Tool

Marketing Attribution Model

Build your customer journey and compare four attribution models simultaneously. See how revenue credit shifts across channels and what it means for your budget. Free attribution calculator, no signup required.

The channel that gets credit for a sale is rarely the channel that deserves it. Most analytics platforms default to last-click attribution, which means the final touchpoint before conversion receives one hundred percent of the credit. In practice, this systematically undervalues the channels that create awareness, build trust, and move customers through the middle of the funnel.

The consequences are real and expensive. Brands that allocate budgets based on last-click data consistently underfund top-of-funnel channels and overfund the closers, which are often retargeting and branded search, channels that capture intent created elsewhere rather than generating it. Over time this hollows out the pipeline.

This tool lets you build your actual customer journey, define your channel touchpoints in order, and compare four attribution models simultaneously: last click, first click, linear, and time decay. Seeing all four at once is the insight. The channel that looks like a hero in one model often looks very different in another, and that gap tells you where the real budget conversation should be happening.

Build your customer journey by adding touchpoints in order. The last channel added is assumed to be closest to conversion.

Channel
Monthly spend
Conversions
Revenue
Channel
Last click
First click
Linear
Time decay
What this means for your budget
Last click
100% of credit goes to the final touchpoint before conversion. The default in most platforms. Overvalues closers.
First click
100% of credit to the first touchpoint. Useful for understanding what creates awareness. Ignores everything after.
Linear
Credit split equally across all touchpoints. Simple and fair. Good baseline for multi-touch journeys.
Time decay
More credit to touchpoints closer to conversion. Reasonable assumption that recency matters. Common in longer sales cycles.

Methodology

Last click attribution assigns one hundred percent of conversion credit to the final touchpoint in the customer journey before conversion. It is the default model in most analytics platforms because it is simple to implement, but it structurally favours lower-funnel channels.

First click attribution assigns one hundred percent of credit to the first touchpoint. It is useful for understanding which channels generate initial awareness and introduce customers to your brand. It systematically undervalues nurturing and closing channels.
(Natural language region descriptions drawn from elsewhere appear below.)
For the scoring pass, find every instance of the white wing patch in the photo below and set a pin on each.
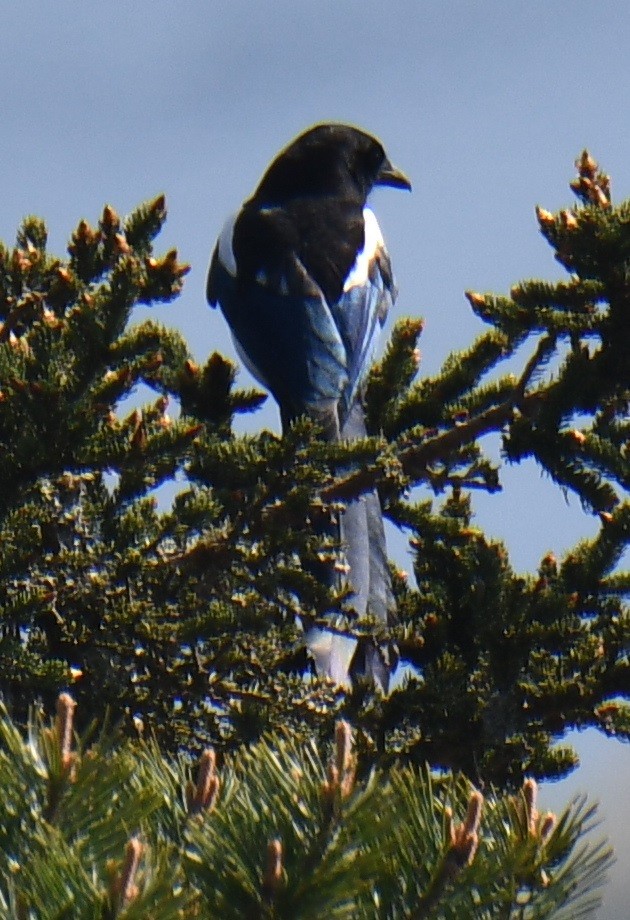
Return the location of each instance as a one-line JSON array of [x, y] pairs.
[[360, 271], [226, 253]]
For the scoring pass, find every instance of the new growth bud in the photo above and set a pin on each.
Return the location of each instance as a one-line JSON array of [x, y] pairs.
[[202, 796]]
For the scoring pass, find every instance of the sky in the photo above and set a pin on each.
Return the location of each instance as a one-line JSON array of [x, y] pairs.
[[485, 105]]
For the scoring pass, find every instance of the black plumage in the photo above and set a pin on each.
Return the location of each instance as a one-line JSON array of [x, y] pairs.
[[304, 280]]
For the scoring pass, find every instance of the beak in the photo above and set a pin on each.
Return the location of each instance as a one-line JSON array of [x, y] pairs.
[[390, 175]]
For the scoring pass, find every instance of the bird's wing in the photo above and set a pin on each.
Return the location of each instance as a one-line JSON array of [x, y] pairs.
[[311, 353], [362, 309], [283, 328]]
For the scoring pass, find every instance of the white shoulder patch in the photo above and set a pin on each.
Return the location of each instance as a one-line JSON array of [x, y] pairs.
[[360, 271], [226, 253]]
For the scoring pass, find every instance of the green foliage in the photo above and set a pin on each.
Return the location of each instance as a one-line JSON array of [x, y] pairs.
[[189, 621], [112, 829]]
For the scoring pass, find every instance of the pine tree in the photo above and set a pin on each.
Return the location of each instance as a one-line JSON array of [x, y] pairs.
[[187, 624]]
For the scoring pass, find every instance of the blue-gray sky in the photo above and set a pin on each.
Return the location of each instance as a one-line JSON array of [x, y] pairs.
[[484, 104]]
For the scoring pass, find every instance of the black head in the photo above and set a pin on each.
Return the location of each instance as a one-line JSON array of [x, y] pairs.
[[329, 159]]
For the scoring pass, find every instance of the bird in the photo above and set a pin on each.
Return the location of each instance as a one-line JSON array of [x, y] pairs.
[[302, 275]]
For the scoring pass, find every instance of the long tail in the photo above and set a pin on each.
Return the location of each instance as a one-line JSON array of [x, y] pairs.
[[362, 537]]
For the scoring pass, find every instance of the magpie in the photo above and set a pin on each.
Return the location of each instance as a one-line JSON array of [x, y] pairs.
[[303, 278]]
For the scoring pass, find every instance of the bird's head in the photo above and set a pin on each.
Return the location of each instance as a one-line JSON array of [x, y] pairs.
[[329, 159]]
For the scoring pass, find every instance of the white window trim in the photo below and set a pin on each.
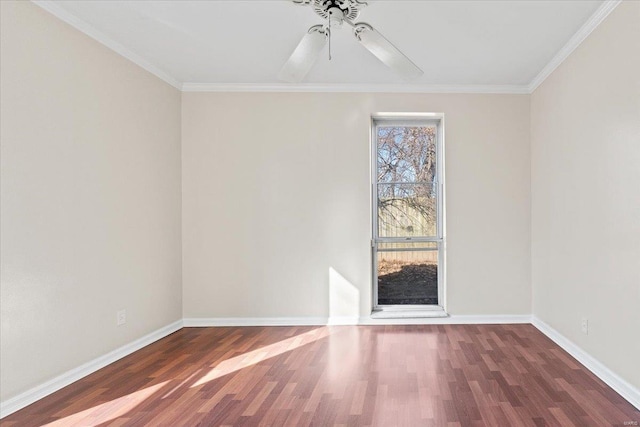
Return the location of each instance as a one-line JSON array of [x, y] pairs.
[[407, 310]]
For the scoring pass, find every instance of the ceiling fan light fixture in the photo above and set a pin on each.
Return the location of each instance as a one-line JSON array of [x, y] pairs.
[[337, 12], [304, 55]]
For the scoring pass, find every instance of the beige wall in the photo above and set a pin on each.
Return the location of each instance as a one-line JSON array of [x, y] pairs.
[[586, 194], [90, 217], [276, 202]]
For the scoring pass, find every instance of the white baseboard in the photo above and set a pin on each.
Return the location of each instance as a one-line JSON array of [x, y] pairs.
[[623, 388], [30, 396], [320, 321], [205, 322]]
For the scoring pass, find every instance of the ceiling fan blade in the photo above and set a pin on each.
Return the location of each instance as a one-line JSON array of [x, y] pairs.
[[304, 55], [385, 51]]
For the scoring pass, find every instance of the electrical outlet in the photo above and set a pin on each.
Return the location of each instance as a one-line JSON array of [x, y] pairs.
[[121, 317], [585, 326]]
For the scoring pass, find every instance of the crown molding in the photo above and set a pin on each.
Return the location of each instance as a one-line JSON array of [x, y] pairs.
[[339, 87], [596, 19], [89, 30], [599, 15]]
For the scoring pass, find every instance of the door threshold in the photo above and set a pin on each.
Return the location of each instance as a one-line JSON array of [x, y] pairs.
[[408, 313]]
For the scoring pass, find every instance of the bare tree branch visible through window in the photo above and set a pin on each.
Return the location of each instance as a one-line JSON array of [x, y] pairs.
[[406, 181]]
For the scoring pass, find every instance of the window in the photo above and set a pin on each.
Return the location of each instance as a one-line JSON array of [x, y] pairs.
[[407, 213]]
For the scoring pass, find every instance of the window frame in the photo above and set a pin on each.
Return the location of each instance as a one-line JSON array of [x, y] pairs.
[[412, 120]]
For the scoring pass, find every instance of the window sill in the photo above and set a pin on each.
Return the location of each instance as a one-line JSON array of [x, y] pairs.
[[408, 313]]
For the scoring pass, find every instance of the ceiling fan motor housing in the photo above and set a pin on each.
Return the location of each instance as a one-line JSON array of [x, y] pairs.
[[338, 9]]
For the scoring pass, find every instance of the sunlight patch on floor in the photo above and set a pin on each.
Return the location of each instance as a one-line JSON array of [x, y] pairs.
[[256, 356], [109, 410]]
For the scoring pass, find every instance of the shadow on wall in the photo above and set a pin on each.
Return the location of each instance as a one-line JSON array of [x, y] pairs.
[[344, 300]]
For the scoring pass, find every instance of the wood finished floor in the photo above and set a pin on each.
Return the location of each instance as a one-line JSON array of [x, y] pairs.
[[427, 375]]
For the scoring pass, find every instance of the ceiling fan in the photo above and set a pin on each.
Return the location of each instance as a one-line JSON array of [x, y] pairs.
[[337, 12]]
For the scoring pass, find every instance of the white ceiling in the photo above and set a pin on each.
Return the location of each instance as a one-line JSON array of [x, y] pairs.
[[456, 43]]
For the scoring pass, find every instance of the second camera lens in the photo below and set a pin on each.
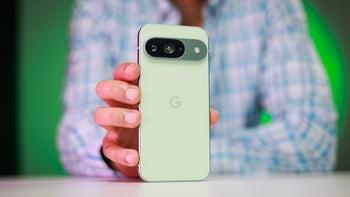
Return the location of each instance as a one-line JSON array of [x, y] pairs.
[[169, 48]]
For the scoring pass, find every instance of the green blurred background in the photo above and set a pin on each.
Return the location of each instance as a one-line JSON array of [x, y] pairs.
[[42, 51]]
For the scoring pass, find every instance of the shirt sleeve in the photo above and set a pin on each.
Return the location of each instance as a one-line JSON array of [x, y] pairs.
[[79, 138], [295, 91]]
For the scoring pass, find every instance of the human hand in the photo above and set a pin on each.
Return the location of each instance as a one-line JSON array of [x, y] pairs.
[[121, 118]]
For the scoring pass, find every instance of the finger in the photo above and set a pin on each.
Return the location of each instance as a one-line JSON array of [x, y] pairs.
[[115, 90], [214, 117], [117, 154], [117, 117], [127, 72]]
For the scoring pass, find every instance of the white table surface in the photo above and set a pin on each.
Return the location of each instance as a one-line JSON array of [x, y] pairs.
[[330, 185]]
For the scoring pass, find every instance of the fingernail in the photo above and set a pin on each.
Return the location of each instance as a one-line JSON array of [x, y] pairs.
[[130, 118], [129, 69], [130, 94], [129, 158]]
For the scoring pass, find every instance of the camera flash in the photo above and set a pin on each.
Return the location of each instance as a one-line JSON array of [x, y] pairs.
[[197, 50]]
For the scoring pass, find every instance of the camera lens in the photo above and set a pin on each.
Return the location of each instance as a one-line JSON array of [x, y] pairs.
[[164, 48], [154, 47], [169, 48]]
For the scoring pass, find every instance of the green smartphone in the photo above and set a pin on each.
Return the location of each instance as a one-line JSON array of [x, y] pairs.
[[174, 138]]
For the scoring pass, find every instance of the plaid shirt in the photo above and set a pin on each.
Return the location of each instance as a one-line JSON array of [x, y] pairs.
[[260, 58]]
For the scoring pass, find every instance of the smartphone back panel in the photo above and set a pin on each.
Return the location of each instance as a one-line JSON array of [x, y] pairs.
[[174, 142]]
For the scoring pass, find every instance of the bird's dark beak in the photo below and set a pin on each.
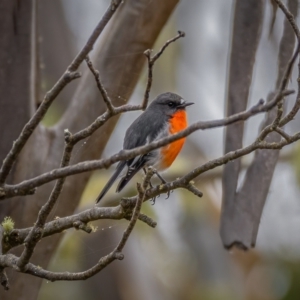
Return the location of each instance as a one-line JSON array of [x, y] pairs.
[[184, 105]]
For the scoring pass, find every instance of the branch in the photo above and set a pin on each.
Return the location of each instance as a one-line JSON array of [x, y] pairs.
[[12, 261], [151, 62], [100, 86], [28, 185], [69, 75], [3, 277], [36, 232], [290, 18]]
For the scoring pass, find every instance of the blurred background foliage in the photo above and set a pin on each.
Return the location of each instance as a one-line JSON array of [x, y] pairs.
[[182, 258]]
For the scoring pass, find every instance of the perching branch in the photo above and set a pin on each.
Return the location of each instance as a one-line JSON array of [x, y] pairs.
[[28, 185]]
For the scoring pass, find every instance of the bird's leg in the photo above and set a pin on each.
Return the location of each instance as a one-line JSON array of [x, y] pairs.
[[164, 182], [151, 186], [145, 171]]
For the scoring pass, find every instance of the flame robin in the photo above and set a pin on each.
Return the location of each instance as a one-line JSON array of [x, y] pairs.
[[165, 116]]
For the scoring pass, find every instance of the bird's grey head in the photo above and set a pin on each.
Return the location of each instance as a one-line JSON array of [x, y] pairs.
[[169, 103]]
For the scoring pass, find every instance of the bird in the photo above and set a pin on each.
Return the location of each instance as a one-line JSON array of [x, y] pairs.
[[165, 116]]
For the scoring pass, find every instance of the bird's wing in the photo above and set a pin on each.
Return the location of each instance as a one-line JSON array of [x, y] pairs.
[[143, 130]]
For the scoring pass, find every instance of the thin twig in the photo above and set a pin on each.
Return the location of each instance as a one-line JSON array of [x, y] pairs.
[[151, 62], [290, 17], [69, 75], [36, 232], [140, 199], [100, 86], [13, 190], [3, 277]]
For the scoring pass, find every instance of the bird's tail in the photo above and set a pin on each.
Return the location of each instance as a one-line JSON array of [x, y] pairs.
[[113, 178]]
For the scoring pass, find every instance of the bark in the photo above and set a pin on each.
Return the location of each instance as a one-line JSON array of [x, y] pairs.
[[248, 17], [253, 194], [133, 30], [15, 69], [240, 222]]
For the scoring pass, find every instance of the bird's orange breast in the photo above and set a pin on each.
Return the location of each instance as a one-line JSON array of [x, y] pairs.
[[177, 123]]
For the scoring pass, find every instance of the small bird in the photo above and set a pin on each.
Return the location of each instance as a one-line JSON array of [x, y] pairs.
[[165, 116]]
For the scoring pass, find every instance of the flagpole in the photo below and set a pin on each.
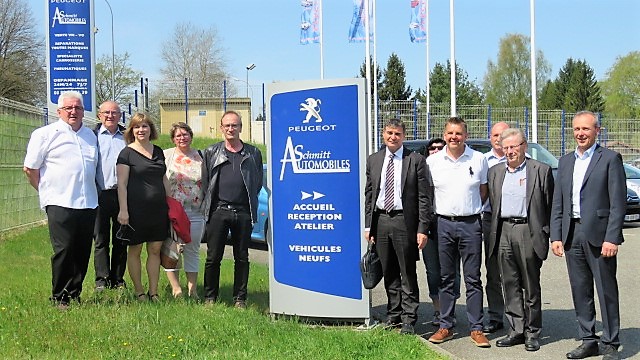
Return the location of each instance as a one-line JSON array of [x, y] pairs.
[[368, 76], [452, 62], [534, 80], [428, 88], [321, 41], [375, 82]]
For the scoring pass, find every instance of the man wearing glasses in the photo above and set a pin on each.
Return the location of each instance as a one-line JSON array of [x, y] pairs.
[[109, 269], [61, 164], [232, 179], [520, 193], [493, 286]]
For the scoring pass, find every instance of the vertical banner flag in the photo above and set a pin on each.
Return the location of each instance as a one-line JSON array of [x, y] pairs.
[[418, 23], [309, 27], [357, 29]]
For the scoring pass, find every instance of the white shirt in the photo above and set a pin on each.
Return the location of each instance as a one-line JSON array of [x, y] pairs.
[[492, 160], [579, 171], [397, 173], [110, 147], [67, 161], [457, 182]]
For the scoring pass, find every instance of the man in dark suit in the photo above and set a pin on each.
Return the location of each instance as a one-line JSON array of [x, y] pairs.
[[586, 227], [520, 194], [398, 210]]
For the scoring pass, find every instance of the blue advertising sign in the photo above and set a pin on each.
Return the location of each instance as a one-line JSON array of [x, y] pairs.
[[316, 190], [70, 49]]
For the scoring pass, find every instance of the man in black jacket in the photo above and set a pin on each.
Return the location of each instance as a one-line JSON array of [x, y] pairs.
[[232, 179]]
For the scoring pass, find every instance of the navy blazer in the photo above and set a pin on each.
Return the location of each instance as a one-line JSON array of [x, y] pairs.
[[417, 193], [603, 198]]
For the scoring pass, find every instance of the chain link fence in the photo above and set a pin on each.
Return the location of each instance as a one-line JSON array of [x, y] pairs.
[[20, 206]]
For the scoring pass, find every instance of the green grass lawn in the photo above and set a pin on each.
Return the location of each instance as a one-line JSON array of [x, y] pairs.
[[112, 325]]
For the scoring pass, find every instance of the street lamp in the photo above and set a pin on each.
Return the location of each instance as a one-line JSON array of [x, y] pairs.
[[113, 57], [249, 67]]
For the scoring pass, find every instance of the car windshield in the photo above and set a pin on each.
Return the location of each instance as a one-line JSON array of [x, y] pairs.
[[541, 154], [631, 172]]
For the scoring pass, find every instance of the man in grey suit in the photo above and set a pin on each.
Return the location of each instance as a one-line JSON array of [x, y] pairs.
[[586, 227], [398, 212], [520, 194]]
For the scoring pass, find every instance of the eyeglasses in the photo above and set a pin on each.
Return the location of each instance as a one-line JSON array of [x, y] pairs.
[[124, 232], [112, 113], [71, 108], [508, 148]]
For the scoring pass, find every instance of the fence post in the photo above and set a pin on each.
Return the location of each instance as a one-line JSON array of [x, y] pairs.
[[224, 95]]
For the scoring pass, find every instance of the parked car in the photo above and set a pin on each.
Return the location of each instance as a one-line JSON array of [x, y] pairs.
[[260, 232]]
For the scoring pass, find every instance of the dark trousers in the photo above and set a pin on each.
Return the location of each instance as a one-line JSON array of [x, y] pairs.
[[431, 258], [221, 222], [520, 268], [398, 258], [460, 241], [493, 286], [71, 232], [586, 265], [109, 269]]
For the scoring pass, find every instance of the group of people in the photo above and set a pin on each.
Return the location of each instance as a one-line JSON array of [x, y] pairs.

Linear attribution divides credit equally across all touchpoints in the journey. If a customer touches four channels before converting, each receives twenty-five percent of the credit. It is the most neutral model and a reasonable baseline for multi-touch analysis.

Time decay attribution assigns more credit to touchpoints that occur closer to the conversion event. The weighting uses an exponential function where each earlier touchpoint receives half the credit of the next one. This model reflects the intuition that recency matters, and is commonly used in longer sales cycles.

How to use this tool

  1. Add channels to the journey in order from first touch to last touch before conversion
  2. Enter spend, conversions, and revenue for each channel in the table
  3. Review how credit is distributed across all four models simultaneously
  4. Read the insight section to understand what the differences mean for your budget
  5. Use the findings to challenge last-click assumptions in your next budget review

Frequently asked questions

What is marketing attribution?
Marketing attribution is the process of assigning credit for a conversion or sale to the marketing touchpoints that contributed to it. Attribution models define the rules for how that credit is divided. Different models produce different answers, and understanding those differences is essential for making accurate budget decisions.
Which attribution model is most accurate?
No single attribution model is universally most accurate. The most appropriate model depends on your sales cycle, channel mix, and what decision you are trying to make. Last click is accurate for direct response campaigns with short cycles. Linear is a reasonable default for multi-touch B2B journeys. Data-driven attribution, which requires sufficient conversion volume to train a statistical model, is the most sophisticated approach but is not available in all analytics platforms.
Why does my channel performance look different in different attribution models?
Because each model allocates credit using different rules. A channel like organic search that often appears early in the customer journey will score low in last-click models because customers rarely convert on their first visit. It will score much higher in first-click or linear models. These differences reveal the true role of each channel in your funnel rather than just its closing performance.
What is the difference between last click and time decay attribution?
Last click assigns all credit to the final touchpoint regardless of what came before. Time decay assigns credit across all touchpoints but weights the more recent ones more heavily. Time decay is generally more realistic because it acknowledges that multiple channels contributed while still recognising that the channels closest to conversion often do the most to finalise intent.
How does attribution data affect budget decisions?
Attribution data tells you which channels are generating value across the full funnel, not just at the point of conversion. If you allocate budget based on last-click data alone, you will systematically defund channels that create awareness and build demand, and overfund channels that capture it. Over time this weakens your pipeline. Comparing multiple attribution models and allocating budget accordingly produces more sustainable growth.